INTERVIEW Jan Willem Duyvendak en Godfried Engbersen over de Nederlandse sociologie – ‘Iedereen is een beetje socioloog geworden’

De Nederlandse sociologie vervreemdt van de samenleving, klonk vijf jaar geleden de noodkreet. Is het tij gekeerd? De scheidend en de aantredend voorzitter van de Nederlandse Sociologische Vereniging, Jan Willem Duyvendak en Godfried Engbersen, zijn gematigd positief. ‘Tijdens de formatie lag het SCP-oeuvre op tafel.’

‘Het einde van de sociologie als een publieke maatschappijwetenschap dreigt.’ In een alarmerend advies luidde de Nederlandse Sociologische Vereniging in 2013 de noodklok over de toenemende monocultuur in de academische sociologie, met nadruk en afrekening op publicaties in Engelstalige tijdschriften. De balans tussen wetenschappelijke kwaliteit en maatschappelijke relevantie was verstoord geraakt, concludeerden de Nederlandse sociologieafdelingen eensgezind.

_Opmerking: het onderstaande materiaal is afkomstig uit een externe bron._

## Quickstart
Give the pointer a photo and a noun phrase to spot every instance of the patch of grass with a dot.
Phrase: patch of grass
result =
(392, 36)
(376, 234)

De beroepsvereniging pleitte voor ‘een grondige herziening van de maatstaven’ die worden gebruikt bij de beoordeling van het aan de universiteiten verrichte onderzoek. ‘Red de sociologie van haar maatschappelijke ondergang’, schreef NSV-voorzitter Jan Willem Duyvendak op deze site.

‘De sociologie was zich maatschappelijk gezien buitengewoon irrelevant aan het maken’, blikt Duyvendak terug. Hij is hoogleraar aan de Universiteit van Amsterdam. ‘De meeste sociologen publiceerden artikelen in Engelstalige vakbladen die slechts door vijf collega-sociologen werden gelezen. Het was echt tijd voor herbezinning’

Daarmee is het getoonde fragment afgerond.